It’s winter time, which means you’ll hear a lot of talk about places being “blanketed with snow.” It’s a lovely metaphor—who doesn’t like a cozy blanket, especially when it’s zero degrees outside and the wind is actually trying to kill you? However, when it comes to shoveling those “blankets” of snow, few people take this metaphor to it’s natural conclusion: a blanket should be rolled, not scooped.
For a brilliant demonstration of the snow-rolling method, we turn to YouTuber Joshua Jordan. In this two-minute clip, the West Virginia native shows us how the most efficient way to rid a yard of snow is by rolling it up like a cozy carpet, not scooping it like so much elephant dung.
If this tip seems too good to be true, it might be if the snow in your hood is too wet (if you can’t roll a snowball, you can’t roll a snow-carpet), too shallow, or if you live in a city where narrow steps — not luxurious lawns — are your nemesis.
Never fear. If the snow-roller hack doesn’t work for you, consider these pro tips from around the web, and heed the tips doctors wish you knew about shoveling snow.
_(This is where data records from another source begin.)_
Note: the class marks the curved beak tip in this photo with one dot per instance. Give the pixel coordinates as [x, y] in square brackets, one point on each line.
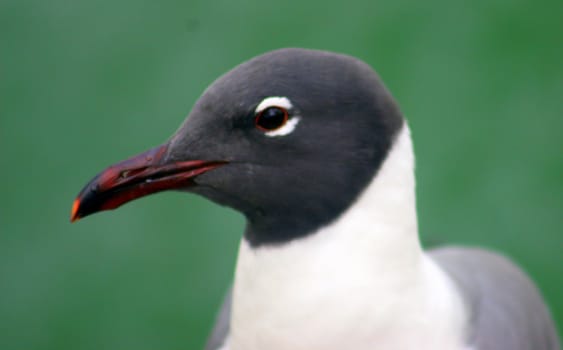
[74, 212]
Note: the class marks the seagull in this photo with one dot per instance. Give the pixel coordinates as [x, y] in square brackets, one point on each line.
[313, 150]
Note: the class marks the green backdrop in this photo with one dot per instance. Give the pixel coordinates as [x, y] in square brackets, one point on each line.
[84, 84]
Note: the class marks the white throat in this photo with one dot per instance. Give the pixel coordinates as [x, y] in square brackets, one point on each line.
[362, 282]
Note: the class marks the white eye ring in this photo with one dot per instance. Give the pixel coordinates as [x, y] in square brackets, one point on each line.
[278, 101]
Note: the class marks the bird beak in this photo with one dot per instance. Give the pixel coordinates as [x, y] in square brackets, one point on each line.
[144, 174]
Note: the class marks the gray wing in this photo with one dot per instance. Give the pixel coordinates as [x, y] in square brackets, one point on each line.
[507, 310]
[221, 329]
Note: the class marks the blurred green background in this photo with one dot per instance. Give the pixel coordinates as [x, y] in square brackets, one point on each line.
[84, 84]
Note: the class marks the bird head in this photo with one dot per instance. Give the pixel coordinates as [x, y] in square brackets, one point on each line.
[289, 138]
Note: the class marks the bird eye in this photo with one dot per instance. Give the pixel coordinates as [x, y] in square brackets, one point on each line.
[271, 118]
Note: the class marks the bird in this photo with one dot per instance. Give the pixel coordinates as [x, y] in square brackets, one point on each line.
[313, 150]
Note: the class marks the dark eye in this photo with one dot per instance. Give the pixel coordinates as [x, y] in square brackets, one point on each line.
[271, 118]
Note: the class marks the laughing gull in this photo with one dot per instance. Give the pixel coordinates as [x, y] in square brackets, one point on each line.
[312, 149]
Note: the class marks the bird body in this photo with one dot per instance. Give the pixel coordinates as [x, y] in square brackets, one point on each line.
[313, 150]
[314, 293]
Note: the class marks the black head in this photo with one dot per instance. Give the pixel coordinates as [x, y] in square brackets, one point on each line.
[293, 137]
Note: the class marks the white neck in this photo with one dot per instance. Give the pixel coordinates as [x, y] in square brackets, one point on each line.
[359, 283]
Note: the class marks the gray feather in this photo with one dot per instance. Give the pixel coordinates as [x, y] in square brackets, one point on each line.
[221, 329]
[506, 309]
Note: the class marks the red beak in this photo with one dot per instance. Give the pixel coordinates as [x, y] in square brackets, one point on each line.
[137, 177]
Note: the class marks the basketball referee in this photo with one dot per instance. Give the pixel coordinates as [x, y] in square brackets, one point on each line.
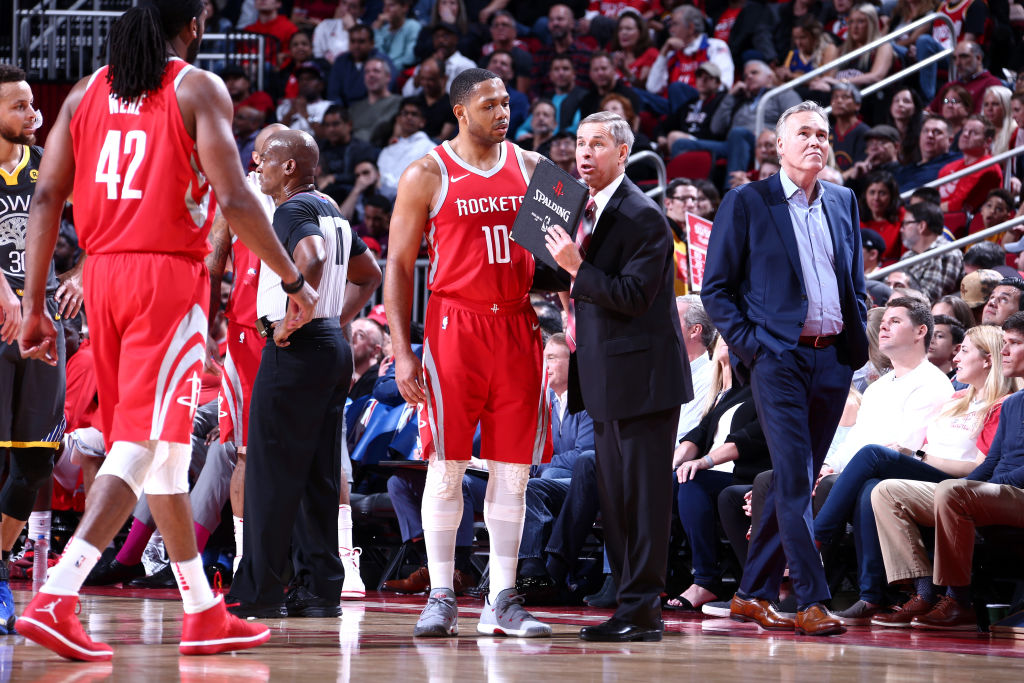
[293, 469]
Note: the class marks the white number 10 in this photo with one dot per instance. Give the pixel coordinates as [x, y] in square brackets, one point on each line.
[498, 246]
[110, 157]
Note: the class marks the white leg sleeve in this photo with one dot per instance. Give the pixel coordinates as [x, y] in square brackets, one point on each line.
[441, 513]
[130, 462]
[504, 512]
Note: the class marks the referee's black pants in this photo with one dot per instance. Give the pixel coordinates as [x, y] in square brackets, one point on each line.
[293, 467]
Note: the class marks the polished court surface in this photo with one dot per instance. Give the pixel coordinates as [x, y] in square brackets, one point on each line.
[373, 641]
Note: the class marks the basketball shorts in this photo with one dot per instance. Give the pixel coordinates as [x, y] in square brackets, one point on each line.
[32, 395]
[147, 323]
[245, 346]
[482, 365]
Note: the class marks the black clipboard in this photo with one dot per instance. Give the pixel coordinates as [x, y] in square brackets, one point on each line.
[553, 198]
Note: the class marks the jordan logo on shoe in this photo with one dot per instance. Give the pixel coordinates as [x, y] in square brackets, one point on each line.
[50, 609]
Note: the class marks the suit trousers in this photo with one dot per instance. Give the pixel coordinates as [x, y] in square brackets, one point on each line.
[800, 394]
[634, 467]
[293, 468]
[954, 508]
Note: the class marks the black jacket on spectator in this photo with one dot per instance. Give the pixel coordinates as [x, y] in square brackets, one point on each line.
[744, 431]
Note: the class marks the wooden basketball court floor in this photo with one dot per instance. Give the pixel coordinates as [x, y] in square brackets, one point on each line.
[372, 641]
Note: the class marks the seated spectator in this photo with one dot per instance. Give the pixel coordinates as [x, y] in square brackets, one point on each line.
[727, 447]
[339, 153]
[345, 83]
[922, 230]
[906, 115]
[968, 193]
[395, 33]
[976, 288]
[686, 48]
[270, 23]
[693, 121]
[408, 144]
[503, 38]
[933, 144]
[848, 134]
[970, 74]
[811, 48]
[881, 210]
[631, 50]
[957, 430]
[990, 495]
[1007, 298]
[305, 111]
[956, 308]
[372, 115]
[946, 340]
[995, 108]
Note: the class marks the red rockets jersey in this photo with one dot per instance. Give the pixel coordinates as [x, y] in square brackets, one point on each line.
[471, 254]
[138, 182]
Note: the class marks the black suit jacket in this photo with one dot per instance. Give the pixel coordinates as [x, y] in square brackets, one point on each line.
[630, 358]
[754, 285]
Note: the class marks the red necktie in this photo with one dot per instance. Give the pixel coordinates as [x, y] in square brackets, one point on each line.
[584, 232]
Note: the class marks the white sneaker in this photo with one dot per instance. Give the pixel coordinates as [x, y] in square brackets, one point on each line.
[507, 616]
[352, 588]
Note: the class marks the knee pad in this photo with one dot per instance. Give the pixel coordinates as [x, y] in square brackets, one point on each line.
[130, 462]
[169, 474]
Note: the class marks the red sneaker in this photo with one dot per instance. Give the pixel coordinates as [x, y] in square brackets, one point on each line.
[51, 622]
[213, 631]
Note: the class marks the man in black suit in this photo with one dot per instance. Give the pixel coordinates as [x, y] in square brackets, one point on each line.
[629, 369]
[784, 285]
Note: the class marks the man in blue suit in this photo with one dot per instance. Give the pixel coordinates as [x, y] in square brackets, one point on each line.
[784, 286]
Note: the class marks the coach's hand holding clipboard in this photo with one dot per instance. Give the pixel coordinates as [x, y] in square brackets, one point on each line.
[553, 199]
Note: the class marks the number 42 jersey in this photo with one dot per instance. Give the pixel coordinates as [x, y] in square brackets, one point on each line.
[138, 182]
[471, 255]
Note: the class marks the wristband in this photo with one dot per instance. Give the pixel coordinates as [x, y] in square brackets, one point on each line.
[294, 288]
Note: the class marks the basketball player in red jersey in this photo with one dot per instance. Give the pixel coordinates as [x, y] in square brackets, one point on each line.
[136, 141]
[481, 354]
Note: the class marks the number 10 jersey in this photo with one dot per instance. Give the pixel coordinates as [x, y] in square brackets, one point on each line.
[471, 254]
[138, 182]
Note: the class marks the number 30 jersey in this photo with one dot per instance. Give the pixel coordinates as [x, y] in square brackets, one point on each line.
[471, 254]
[138, 182]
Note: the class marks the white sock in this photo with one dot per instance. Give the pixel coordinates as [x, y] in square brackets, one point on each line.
[344, 527]
[504, 512]
[195, 588]
[441, 512]
[76, 563]
[238, 536]
[39, 524]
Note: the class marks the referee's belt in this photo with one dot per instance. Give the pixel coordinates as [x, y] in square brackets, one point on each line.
[485, 307]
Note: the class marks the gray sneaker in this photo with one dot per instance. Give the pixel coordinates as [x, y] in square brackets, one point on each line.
[507, 616]
[440, 617]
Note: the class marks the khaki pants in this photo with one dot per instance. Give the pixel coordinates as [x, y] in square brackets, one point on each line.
[954, 508]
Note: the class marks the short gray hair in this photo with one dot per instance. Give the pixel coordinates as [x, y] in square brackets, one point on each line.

- Dress in layers. As you shovel, your body will heat up, and you’ll probably end up casting the parka aside.
- Choose the right shovel. Don’t waste your time with a plastic one, or anything labeled “ergonomic.” Opt for a snow shovel with a straight wooden handle and reinforced steel blade that won’t buckle under the weight of tightly-packed snow.
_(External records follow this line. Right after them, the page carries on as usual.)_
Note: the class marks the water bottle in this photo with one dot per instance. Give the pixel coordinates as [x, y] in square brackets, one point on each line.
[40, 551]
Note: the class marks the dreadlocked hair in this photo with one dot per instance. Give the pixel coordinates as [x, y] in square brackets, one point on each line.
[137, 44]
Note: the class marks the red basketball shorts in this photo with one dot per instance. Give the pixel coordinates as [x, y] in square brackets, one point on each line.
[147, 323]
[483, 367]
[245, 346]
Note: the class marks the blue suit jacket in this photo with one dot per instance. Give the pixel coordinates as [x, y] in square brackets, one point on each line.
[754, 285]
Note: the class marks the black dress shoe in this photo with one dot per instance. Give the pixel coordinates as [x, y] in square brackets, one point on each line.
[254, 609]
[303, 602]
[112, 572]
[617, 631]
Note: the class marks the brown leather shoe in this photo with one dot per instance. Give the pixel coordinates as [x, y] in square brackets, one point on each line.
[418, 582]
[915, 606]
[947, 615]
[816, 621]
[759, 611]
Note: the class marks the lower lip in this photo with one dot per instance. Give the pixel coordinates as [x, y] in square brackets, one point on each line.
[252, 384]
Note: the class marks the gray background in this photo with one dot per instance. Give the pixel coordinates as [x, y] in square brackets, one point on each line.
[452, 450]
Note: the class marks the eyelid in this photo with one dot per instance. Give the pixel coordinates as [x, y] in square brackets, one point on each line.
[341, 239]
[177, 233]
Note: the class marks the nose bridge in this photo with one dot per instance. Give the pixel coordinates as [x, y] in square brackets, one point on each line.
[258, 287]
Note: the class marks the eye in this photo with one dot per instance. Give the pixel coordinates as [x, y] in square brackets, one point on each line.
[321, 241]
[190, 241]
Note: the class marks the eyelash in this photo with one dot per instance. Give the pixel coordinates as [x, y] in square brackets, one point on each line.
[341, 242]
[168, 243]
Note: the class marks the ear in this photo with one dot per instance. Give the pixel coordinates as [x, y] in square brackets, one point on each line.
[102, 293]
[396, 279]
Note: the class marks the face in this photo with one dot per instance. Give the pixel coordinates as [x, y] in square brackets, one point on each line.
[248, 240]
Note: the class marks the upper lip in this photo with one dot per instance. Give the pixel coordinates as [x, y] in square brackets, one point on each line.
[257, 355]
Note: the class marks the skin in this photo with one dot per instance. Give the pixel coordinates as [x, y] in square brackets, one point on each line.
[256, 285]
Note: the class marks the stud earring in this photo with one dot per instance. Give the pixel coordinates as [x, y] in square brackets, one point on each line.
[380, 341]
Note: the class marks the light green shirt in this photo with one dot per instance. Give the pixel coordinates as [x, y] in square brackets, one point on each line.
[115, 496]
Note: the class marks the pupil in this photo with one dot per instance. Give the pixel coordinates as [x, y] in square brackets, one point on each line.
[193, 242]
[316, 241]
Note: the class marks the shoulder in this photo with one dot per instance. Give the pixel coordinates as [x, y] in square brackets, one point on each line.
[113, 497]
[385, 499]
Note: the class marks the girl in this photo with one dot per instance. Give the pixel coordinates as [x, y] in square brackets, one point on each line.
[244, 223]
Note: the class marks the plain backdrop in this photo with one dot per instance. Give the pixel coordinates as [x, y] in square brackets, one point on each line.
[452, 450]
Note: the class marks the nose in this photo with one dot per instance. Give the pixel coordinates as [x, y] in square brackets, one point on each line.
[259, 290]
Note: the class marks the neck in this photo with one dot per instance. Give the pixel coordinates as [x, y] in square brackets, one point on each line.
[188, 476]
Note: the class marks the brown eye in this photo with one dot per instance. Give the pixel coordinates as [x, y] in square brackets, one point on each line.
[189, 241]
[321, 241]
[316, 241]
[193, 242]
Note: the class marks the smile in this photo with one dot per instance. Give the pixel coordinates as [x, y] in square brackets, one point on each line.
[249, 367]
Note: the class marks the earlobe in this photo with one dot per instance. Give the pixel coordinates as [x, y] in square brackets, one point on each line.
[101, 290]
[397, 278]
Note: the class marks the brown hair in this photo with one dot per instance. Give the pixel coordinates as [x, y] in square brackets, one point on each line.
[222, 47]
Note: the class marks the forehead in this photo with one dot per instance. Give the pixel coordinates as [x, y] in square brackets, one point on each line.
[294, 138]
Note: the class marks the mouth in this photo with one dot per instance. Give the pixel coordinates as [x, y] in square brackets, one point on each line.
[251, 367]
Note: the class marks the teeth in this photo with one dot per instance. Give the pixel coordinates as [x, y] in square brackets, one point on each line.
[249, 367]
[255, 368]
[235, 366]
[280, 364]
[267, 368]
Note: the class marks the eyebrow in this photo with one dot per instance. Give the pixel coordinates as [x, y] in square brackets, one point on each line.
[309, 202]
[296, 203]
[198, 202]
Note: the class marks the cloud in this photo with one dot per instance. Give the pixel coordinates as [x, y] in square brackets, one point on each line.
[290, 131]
- Remember that shoveling snow is a lever system: the shovel is the lever, the snow is the load, and you are the fulcrum. At the length of a typical shovel, it takes about 16 pounds of force to lift six pounds of snow—however, if you mover your body closer to the snow, you can cut that force in half.
- Be sure to lift with your legs. Keep your torso upright, and you’ll save your back from the strain of that lever action.
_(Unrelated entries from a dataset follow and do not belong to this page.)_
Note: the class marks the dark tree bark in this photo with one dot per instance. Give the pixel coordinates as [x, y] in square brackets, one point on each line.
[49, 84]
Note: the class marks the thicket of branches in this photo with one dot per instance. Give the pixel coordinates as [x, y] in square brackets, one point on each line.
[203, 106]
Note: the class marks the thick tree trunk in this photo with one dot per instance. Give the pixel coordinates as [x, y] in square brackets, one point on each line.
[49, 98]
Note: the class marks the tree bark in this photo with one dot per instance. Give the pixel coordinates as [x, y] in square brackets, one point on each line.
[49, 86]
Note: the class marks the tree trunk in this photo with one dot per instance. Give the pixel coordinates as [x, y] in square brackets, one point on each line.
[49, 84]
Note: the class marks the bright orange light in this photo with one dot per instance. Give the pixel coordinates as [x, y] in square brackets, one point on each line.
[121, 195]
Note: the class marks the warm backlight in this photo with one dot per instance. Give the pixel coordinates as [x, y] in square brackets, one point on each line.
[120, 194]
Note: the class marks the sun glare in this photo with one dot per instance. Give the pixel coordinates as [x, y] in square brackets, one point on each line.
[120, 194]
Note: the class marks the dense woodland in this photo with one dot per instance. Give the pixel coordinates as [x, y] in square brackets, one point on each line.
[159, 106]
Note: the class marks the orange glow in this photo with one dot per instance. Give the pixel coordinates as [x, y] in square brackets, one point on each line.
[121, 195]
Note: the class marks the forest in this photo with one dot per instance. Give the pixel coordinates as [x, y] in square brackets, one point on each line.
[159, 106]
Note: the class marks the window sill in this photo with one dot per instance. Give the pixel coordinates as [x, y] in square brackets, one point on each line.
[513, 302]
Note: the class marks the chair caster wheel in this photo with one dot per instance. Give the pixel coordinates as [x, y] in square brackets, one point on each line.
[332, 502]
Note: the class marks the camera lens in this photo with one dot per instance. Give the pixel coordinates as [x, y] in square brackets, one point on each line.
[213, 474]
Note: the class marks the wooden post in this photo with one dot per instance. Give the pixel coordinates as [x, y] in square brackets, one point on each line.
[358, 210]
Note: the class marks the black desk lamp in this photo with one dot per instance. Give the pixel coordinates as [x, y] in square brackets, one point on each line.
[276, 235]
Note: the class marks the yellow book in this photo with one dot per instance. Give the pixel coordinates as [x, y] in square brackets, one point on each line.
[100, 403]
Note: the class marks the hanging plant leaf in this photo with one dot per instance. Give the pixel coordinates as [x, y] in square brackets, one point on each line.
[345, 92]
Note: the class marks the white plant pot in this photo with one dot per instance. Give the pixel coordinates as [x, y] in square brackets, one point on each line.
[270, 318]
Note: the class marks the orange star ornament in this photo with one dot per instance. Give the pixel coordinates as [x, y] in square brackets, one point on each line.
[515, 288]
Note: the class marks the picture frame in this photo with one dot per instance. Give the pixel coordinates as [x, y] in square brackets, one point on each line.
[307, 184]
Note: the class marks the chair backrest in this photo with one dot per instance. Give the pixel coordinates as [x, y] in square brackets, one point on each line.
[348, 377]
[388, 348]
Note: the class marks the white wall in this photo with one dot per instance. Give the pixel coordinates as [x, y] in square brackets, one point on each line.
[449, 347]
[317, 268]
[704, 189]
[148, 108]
- Never move the same snow twice. Decide beforehand where you want to set up your snow dump-heap, and start with the snow furthest from that point. The heap will grow as you work closer to it, leaving the shortest distance (and easiest work) for the end of the job.
- You’re not done until you’ve salted the area to keep slippery ice from forming in your absence. It’s the literal salt in the wound of that nasty blizzard.
- Visit The Family Handyman for pro tips on snow blowing.
Stay warm, stay safe, and have a happy winter.